In recognition of the award, the CVB posted an online video featuring American Idol finalist Elise Testone of Mount Pleasant singing while walking along the Battery, over cobblestone streets and beside window boxes filled with flowing flowers.
The video starts, “In 2011, we were flattered. In 2012, we were tickled pink. This year, we are swept off our feet.”
The tourism industry added $3.58 billion to Charleston's economy in 2012, about $3.6 million more than the previous year, according to the College of Charleston Office of Tourism Analysis. About 4.83 million tourists visited the city last year, up 17 percent since 2008.
CVB Chairman Frank Fredericks was flattered with the latest news.
“We have been tickled pink and on top of the world,” said Fredericks, managing director of Wild Dunes Resort, of the earlier top-city wins. “Now, Charleston is completely charmed to have received such an honor for the third year in a row.”
Tourists and locals alike sang the praises of the seaside port Tuesday as well.
“This place is just wonderful,” said Bill McGinnis or Fort Wayne, Ind., who was revisiting the city where he and wife Jane were married two years ago. “I like the relaxation of it. You can walk around without worrying about something happening to you. You don't have rude people here like they do in bigger cities. It's very casual.”
Debbie Stockburger of Cincinnati called Charleston a “beautiful place” on her first visit.
“It reminds me of Venice in Italy with all the old buildings,” she said.
Greg Hill of Lafayette, La., also was visiting the city for the first time this week.
“It's not surpising,” he said of the Conde Nast ranking as he walked through the historic City Market. “It's a great city.
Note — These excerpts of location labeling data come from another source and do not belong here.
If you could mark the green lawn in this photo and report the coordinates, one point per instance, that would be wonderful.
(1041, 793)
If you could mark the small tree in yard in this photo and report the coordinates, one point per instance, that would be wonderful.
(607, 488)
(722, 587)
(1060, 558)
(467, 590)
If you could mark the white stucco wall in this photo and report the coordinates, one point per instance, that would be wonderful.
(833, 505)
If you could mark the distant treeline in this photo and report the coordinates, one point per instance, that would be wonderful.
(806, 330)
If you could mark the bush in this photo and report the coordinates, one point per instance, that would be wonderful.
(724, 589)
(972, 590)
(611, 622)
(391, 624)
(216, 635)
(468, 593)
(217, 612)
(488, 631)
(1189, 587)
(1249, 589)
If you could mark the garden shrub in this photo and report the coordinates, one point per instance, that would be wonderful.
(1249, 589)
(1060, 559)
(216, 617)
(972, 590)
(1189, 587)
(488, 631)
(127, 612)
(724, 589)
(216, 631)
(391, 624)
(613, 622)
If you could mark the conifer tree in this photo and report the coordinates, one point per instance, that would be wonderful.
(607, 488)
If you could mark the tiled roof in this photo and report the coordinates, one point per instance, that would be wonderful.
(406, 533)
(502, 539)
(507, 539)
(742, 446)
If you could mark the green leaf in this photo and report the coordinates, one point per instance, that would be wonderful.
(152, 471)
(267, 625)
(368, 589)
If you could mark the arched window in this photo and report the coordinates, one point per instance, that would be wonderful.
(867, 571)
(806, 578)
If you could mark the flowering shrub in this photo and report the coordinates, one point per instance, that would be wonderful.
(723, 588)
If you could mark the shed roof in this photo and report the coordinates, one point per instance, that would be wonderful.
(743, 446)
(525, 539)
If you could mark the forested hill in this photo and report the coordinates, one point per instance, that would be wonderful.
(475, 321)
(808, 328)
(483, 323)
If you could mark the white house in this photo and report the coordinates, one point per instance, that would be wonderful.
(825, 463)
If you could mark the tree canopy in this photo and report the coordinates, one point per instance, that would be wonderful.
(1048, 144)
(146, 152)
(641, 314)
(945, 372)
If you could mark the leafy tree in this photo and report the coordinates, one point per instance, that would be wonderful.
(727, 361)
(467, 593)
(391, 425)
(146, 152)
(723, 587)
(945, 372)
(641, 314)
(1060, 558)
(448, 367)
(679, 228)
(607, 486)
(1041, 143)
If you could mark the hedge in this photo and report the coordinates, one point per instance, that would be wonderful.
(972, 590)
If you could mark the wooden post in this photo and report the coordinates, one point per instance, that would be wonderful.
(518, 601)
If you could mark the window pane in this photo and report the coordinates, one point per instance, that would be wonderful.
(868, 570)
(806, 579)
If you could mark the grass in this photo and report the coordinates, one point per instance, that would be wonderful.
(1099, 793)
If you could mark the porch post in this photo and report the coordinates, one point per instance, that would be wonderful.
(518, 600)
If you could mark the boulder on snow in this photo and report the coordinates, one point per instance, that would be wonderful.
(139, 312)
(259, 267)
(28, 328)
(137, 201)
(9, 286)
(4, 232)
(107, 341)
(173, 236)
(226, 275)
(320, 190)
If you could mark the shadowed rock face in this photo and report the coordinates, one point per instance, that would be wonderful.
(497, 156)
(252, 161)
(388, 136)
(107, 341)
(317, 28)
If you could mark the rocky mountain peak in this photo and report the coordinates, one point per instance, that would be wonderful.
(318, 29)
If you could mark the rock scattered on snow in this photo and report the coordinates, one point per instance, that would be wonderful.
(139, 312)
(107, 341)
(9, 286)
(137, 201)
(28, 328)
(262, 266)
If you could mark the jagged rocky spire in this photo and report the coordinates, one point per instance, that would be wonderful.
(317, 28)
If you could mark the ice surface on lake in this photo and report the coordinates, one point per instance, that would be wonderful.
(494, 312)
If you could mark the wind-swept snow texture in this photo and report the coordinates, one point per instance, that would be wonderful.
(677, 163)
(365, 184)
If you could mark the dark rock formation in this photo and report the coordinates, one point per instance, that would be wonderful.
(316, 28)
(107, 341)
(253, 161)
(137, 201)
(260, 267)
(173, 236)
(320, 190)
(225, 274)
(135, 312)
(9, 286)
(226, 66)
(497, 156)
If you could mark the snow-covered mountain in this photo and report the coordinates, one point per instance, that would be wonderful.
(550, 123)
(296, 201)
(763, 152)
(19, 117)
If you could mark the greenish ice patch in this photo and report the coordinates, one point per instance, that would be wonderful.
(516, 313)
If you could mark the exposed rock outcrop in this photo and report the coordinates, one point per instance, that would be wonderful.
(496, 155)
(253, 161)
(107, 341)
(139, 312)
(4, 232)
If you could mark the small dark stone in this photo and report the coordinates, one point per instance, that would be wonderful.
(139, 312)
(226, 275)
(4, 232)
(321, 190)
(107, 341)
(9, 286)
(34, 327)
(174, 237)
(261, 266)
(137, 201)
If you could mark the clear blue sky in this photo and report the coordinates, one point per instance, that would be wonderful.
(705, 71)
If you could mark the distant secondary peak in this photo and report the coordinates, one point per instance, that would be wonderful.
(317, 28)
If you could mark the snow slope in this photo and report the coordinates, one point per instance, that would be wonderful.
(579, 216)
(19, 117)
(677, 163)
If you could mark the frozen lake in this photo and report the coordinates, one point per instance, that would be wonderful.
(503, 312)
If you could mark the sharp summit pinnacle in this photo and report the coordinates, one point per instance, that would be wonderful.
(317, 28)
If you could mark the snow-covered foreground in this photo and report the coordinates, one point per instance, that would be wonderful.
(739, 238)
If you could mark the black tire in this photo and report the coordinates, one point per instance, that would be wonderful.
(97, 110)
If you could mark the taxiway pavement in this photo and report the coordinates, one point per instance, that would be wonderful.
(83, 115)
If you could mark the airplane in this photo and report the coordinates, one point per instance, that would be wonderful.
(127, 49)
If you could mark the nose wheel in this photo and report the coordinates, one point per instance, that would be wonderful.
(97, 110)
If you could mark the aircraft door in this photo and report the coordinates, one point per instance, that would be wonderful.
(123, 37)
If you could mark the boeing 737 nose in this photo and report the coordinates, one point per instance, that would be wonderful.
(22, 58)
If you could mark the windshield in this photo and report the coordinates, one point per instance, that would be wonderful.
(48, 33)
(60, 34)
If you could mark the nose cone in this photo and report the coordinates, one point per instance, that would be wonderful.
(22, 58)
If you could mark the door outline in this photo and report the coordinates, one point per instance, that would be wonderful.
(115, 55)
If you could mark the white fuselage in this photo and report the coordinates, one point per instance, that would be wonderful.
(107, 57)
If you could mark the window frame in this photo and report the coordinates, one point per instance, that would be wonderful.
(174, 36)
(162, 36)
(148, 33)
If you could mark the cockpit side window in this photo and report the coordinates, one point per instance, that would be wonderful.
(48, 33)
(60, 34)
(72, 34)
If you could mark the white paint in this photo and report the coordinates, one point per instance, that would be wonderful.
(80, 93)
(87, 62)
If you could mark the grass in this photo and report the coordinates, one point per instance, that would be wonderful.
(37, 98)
This is reminiscent of New Orleans.”
Ralph Lacomba of Columbia and his wife, Melona, drive to Charleston frequently.
“It feels a little bit different every time — in a good way,” he said. “If we ever retire, it will be here without a doubt.”
Dick Hernacki of Chicago originally planned to come to Charleston to see Fort Sumter, but with the partial government shutdown that includes federal parks, he and his wife changed plans and stopped by the city on their way south.
“We want to come back when we have more time,” he said. “It's very picturesque.”
Jocobra Bennett of Mount Pleasant said the reason Charleston is such a huge tourist draw is because of the people who live in the Lowcountry.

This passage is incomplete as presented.